Comparing the final Football Outsiders F/+ projections to the AP poll and conventional wisdom.
26 Sep 2008
by Bill Connelly
The most frustrating thing about college football stats is that while one team is putting up good numbers against a good team, some other team is putting up great numbers against a terrible team. It's impossible to get too much information from statistical rankings because of this.
On August 30, Graham Harrell threw for 536 yards against Eastern Washington; meanwhile, Sam Bradford threw for 395 yards against Cincinnati on September 6. Last year, Colt Brennan threw for 416 yards and 6 touchdowns against Northern Colorado on September 1, while Tim Tebow threw for 304 yards and 2 touchdowns against South Carolina on November 10. By all basic statistical accounts, Harrell's and Brennan's stats were insanely good and looked better than Bradford's and Tebow's performances on the ESPN scroll. However, could Brennan have put up Tebow's numbers against SC? What would Bradford have done against Eastern Washington? Thanks to the "+" concept, we can start to approximate that.
When I started entering all this play-by-play data, one of my main goals was simply to apply some of the basic sabermetric ideas to football. If they make sense in one sport, they should make sense in another, no? The idea behind my EqPts (and therefore Points Per Play) measure came from two baseball concepts: EqR, the Equivalent Runs concept that takes a series of offensive stats and determines how many runs those stats should have produced on average, and Expected Runs, the matrix that shows you, on average, how many runs you can expect out of specific "__ runners on, __ outs" situations. And of course the S&P measure (Success Rate + Points Per Play) was an admitted and obvious take-off of OPS.
Well, the "+" concept is a co-opt of the ERA+ and OPS+ (also known as Adjusted ERA or Adjusted OPS) figures.
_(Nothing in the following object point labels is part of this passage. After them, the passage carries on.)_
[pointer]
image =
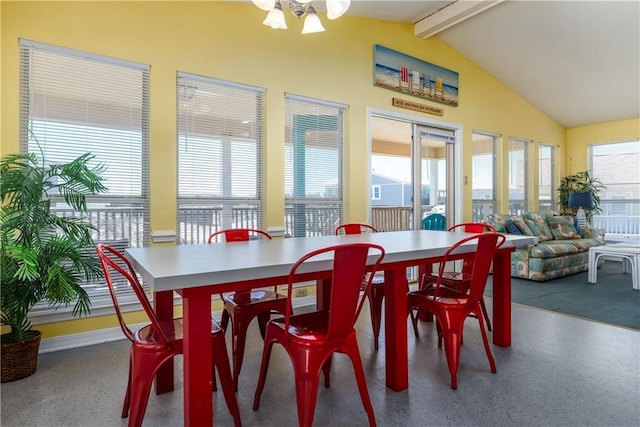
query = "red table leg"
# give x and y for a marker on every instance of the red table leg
(198, 409)
(163, 306)
(395, 329)
(502, 297)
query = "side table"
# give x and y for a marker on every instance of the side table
(629, 253)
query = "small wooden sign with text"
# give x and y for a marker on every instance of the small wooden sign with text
(416, 106)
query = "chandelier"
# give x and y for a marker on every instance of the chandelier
(312, 24)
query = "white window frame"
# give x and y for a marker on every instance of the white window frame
(219, 156)
(319, 125)
(547, 172)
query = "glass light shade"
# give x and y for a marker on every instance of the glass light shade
(312, 23)
(275, 18)
(337, 8)
(265, 4)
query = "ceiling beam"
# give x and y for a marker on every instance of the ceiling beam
(452, 14)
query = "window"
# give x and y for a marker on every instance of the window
(313, 166)
(76, 102)
(375, 192)
(219, 156)
(483, 176)
(616, 165)
(518, 175)
(546, 177)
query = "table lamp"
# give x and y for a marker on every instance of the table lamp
(581, 200)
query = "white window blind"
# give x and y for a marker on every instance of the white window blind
(483, 172)
(75, 102)
(546, 177)
(219, 156)
(313, 166)
(518, 175)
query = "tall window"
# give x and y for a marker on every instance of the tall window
(76, 102)
(616, 165)
(219, 156)
(518, 175)
(313, 166)
(546, 177)
(483, 174)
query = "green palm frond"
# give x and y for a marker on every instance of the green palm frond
(45, 256)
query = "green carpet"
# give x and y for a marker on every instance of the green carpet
(611, 300)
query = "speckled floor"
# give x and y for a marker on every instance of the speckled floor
(560, 371)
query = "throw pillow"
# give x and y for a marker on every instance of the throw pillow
(538, 225)
(498, 222)
(562, 228)
(522, 226)
(512, 228)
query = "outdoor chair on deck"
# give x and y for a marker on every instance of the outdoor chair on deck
(243, 306)
(460, 280)
(310, 339)
(434, 221)
(451, 307)
(156, 343)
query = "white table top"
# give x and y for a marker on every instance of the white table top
(629, 248)
(185, 266)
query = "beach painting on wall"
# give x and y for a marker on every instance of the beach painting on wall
(403, 73)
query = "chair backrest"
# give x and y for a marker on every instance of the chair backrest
(119, 272)
(481, 258)
(473, 227)
(355, 228)
(239, 234)
(434, 221)
(348, 266)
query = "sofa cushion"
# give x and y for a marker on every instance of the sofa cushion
(518, 220)
(499, 221)
(537, 223)
(562, 228)
(512, 228)
(552, 249)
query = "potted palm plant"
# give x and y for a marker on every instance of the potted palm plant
(43, 256)
(581, 182)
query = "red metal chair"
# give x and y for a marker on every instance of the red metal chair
(310, 339)
(243, 306)
(376, 291)
(157, 342)
(451, 307)
(460, 280)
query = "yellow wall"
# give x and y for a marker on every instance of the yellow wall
(226, 40)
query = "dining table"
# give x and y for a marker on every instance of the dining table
(198, 271)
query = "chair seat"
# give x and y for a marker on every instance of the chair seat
(307, 326)
(446, 297)
(173, 330)
(256, 296)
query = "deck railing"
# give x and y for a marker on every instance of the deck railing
(197, 223)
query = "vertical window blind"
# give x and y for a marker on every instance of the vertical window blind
(313, 166)
(219, 156)
(76, 102)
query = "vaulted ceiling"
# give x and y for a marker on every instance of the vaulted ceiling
(577, 61)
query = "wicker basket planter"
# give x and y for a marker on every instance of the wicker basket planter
(19, 360)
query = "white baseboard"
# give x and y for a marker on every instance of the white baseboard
(66, 342)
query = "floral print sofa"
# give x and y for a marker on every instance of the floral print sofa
(560, 250)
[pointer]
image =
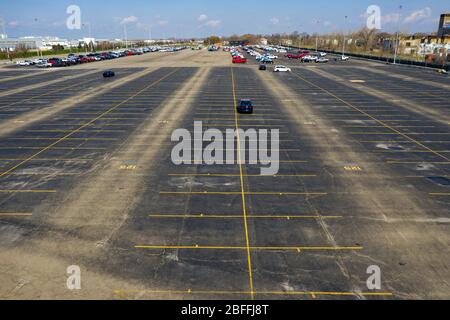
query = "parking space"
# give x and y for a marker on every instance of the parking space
(16, 104)
(363, 180)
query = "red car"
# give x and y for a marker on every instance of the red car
(239, 60)
(296, 56)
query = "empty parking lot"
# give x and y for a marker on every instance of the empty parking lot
(87, 179)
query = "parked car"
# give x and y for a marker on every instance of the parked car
(245, 106)
(322, 60)
(25, 63)
(239, 59)
(295, 56)
(44, 64)
(108, 74)
(281, 69)
(56, 62)
(309, 58)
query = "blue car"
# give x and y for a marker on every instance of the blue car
(245, 106)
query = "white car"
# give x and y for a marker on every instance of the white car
(281, 69)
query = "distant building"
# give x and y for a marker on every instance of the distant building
(237, 43)
(444, 25)
(12, 44)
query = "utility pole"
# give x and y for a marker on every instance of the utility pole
(317, 37)
(343, 42)
(4, 33)
(397, 38)
(125, 34)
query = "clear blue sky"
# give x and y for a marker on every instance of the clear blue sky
(198, 18)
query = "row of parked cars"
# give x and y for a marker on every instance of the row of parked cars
(75, 59)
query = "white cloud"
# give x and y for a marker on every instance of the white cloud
(202, 18)
(390, 18)
(213, 23)
(130, 19)
(418, 15)
(13, 24)
(274, 20)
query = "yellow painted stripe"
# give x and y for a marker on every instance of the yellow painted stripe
(247, 240)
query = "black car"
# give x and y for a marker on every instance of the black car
(245, 106)
(108, 74)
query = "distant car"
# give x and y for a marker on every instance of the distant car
(281, 69)
(238, 59)
(57, 62)
(295, 56)
(322, 60)
(309, 58)
(44, 64)
(245, 106)
(25, 63)
(108, 74)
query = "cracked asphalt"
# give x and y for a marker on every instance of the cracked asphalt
(87, 179)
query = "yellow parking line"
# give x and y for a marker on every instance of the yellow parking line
(245, 193)
(242, 193)
(272, 248)
(26, 191)
(15, 214)
(237, 175)
(216, 216)
(266, 293)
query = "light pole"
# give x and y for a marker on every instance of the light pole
(125, 35)
(4, 33)
(397, 40)
(343, 42)
(88, 24)
(317, 37)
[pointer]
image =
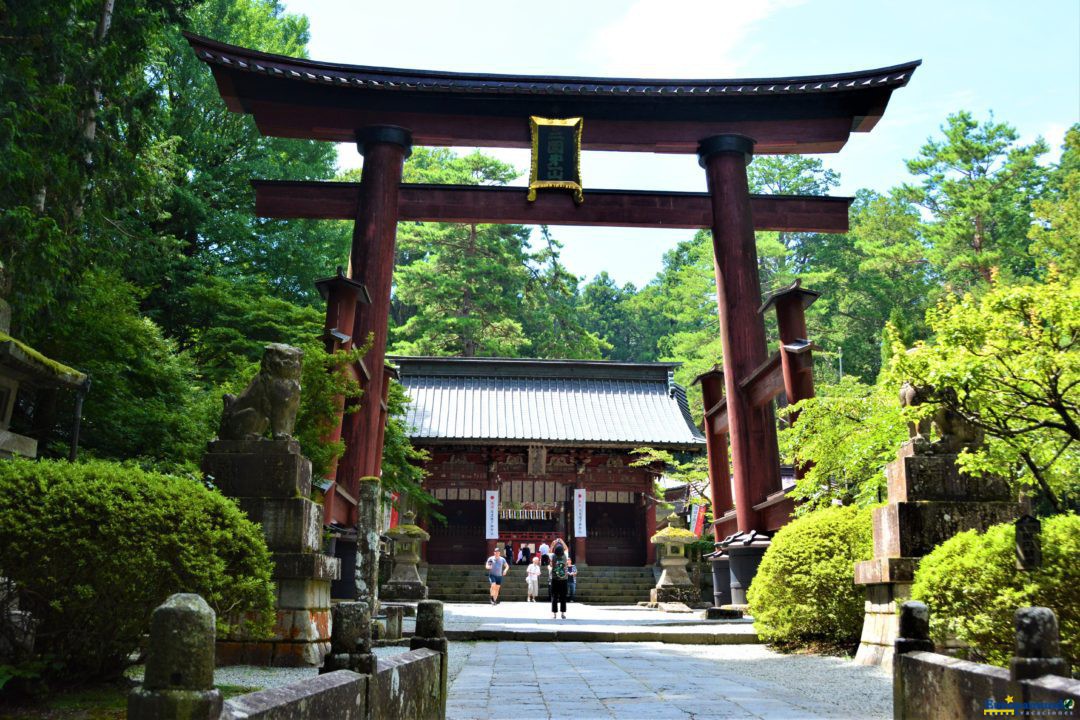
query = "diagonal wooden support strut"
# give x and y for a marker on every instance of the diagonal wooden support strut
(487, 205)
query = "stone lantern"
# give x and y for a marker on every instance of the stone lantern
(675, 584)
(404, 583)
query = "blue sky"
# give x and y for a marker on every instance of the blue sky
(1018, 60)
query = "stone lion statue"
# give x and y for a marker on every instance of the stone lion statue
(955, 431)
(270, 402)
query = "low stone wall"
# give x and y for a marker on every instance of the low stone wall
(927, 684)
(407, 685)
(340, 695)
(179, 673)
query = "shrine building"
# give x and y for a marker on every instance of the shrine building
(536, 431)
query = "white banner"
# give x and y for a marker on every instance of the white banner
(697, 515)
(491, 505)
(579, 513)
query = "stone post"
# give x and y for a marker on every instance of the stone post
(178, 683)
(674, 584)
(430, 634)
(405, 583)
(351, 640)
(913, 635)
(1038, 649)
(929, 502)
(271, 481)
(367, 542)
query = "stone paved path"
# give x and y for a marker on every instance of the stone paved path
(532, 621)
(655, 681)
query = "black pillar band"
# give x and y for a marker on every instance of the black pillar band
(732, 143)
(385, 134)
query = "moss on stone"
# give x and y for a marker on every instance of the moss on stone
(408, 531)
(61, 371)
(670, 534)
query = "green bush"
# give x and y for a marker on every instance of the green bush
(973, 587)
(805, 592)
(94, 547)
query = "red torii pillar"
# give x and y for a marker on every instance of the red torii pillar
(716, 445)
(385, 149)
(796, 356)
(343, 298)
(755, 453)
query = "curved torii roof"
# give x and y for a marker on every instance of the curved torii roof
(296, 97)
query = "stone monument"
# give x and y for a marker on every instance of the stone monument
(257, 461)
(404, 582)
(930, 500)
(674, 584)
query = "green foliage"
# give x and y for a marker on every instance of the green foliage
(1012, 356)
(805, 592)
(979, 185)
(461, 286)
(94, 547)
(145, 402)
(973, 587)
(402, 462)
(324, 384)
(1056, 228)
(844, 437)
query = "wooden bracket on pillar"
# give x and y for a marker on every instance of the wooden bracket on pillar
(342, 296)
(729, 143)
(383, 134)
(716, 443)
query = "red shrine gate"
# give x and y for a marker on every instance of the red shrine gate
(721, 122)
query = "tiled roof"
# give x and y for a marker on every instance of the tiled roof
(585, 403)
(396, 79)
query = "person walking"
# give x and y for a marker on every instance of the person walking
(556, 573)
(497, 567)
(571, 580)
(532, 580)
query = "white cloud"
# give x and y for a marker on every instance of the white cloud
(680, 38)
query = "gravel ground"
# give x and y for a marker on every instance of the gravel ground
(825, 687)
(261, 678)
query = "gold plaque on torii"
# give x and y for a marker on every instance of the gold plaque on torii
(556, 155)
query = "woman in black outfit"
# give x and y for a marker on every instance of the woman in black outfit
(557, 584)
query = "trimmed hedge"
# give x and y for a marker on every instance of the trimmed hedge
(805, 592)
(973, 587)
(94, 547)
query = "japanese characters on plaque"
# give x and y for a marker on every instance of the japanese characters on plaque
(556, 155)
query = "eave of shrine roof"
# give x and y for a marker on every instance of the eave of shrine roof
(547, 402)
(421, 81)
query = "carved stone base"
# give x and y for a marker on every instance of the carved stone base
(881, 623)
(403, 591)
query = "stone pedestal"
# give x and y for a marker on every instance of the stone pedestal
(745, 551)
(674, 584)
(405, 583)
(929, 502)
(271, 481)
(721, 580)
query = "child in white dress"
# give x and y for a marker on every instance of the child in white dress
(532, 579)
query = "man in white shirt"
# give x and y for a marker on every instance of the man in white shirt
(497, 567)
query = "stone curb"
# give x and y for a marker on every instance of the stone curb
(606, 636)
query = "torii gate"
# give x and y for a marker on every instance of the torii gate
(723, 122)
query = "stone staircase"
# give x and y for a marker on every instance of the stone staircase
(596, 584)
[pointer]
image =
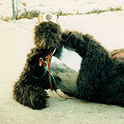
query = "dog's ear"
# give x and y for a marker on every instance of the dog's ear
(48, 17)
(40, 18)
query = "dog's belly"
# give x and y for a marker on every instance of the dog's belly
(71, 59)
(68, 76)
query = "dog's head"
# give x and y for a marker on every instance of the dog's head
(47, 35)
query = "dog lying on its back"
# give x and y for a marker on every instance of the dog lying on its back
(100, 78)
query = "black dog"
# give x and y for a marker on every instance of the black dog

It starts with saying, basically, that not every 3.68 ERA or 0.890 OPS is created equal. Was it during the deadball era? Was it in a hitter's park or the Polo Grounds? You try to put everybody on as even a playing field as possible to evaluate their stats. That idea should work for football too, right?
The goal of the "+" concept is to adjust for what's expected against different opponents. There is no need to take things like "park factors" into account just yet; the "+" figures I am using for now simply compare a team's output to the average output of the opponent's opponents. For every major measure I use, both the ones I created and the ones I borrowed ("borrowed" sounds much better than "stole") from others -- Success Rate, PPP, S&P, Line Yards/Sack Rates, etc. -- you could create "+" measures that compare an offense's or defense's performance to what their opponents typically averaged.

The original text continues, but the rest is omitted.